As an impressionable 11-year-old, Brian set off on his first trip abroad on a cruise with his schoolmates sailing up Norway’s fjords. Since then he’s never stopped travelling: he’s been a lecturer in Azerbaijan, trained trainers in Ufa in the Urals and in post-tsunami Aceh, and taught English in coastal Catalonia. In June, he led an international team assessing a project in Iran.
“No matter where I am, I am still struck by how ordinary people’s day-to-day concerns are not that different.” With that as a premise, Brian hopes LW’s Sustainable Stories will offer innovative ways to inspire us to live sustainable lives, “Not only to keep us going, but to achieve our respective goals without causing harm to other people or the environment.”
”It’s vital that we provide stories that are fresh, insightful and instructional – embodying a sustainable way of doing things in fresh contexts.” He insists that it’s simply not something you do to ‘go green’. In line with LW’s mission to help people develop through learning, these stories will seek to inform. “We need to collectively govern our worst instincts with a sustainable framework.” One way to protect hard-won peace and prosperity from threat is to tell powerful stories. “Why are there so many stories focussed on saving the world?” He cites Hollywood blockbusters and super-heroes such as the Avengers, Iron Man and the Dark Knight. “The themes are often similar. We’ve never had such a plethora of save-the-world stories.” For Brian, it reflects the fact that we have put ourselves in a position where we can destroy the world many times over.
Brian considers the Western business model, with its perpetual emphasis on the individual, a failed template. “We can’t just do what we want, what we sometimes equate with being free to choose. More often than not, that impinges on somebody else’s needs.”
The LW Sustainable Stories series, Brian stresses, is not about being fashionable or faddish. “These stories will have lasting value, seeking to highlight actions that people are taking to sustain themselves, their communities and their projects.”

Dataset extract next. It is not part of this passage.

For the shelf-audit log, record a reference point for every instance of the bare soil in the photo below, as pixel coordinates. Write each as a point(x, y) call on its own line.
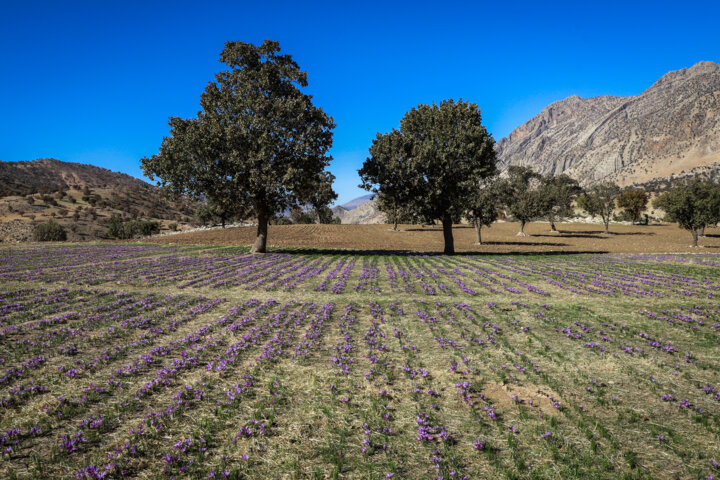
point(500, 238)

LW’s vision is to be learning, leading and lasting, themes that will be reiterated and reflected in the stories. They will reflect what he, the company and its associates believe in. “It is what we have done with all our learning provisions in the last 20 years. Readers will hopefully find the stories of lasting value, both inspiring and memorable. Our stories must show innovation, insight or a practical application. People should be motivated by our stories to do something.”
“As we grow more affluent and ‘progressive,’” says Brian, “we need to be mindful.” He points out that the poor and the under-privileged are often better at sustainability. In 2011, over one billion people lived on less than USD 1.25 per day. “They can’t survive unless they are very thrifty and well immersed in the circular economy.” For example, in Kerala where the coconut trees still sustain her people, from providing coconut milk to coir ropes.
Learning could take place on the strength, for instance, of someone who has learned to go back to the circular economy. “Perhaps about a woman who has leant a trade so that she can carry on a small business or project to support her family.”
Stories echo a deep yearning, whether for peace, prosperity or pleasure. More than anything, Brian feels stories teach us human resilience. “With Language Works’ newly launched Sustainable Stories we’d like to connect these lives in a more meaningful, mindful way. Powerfully.”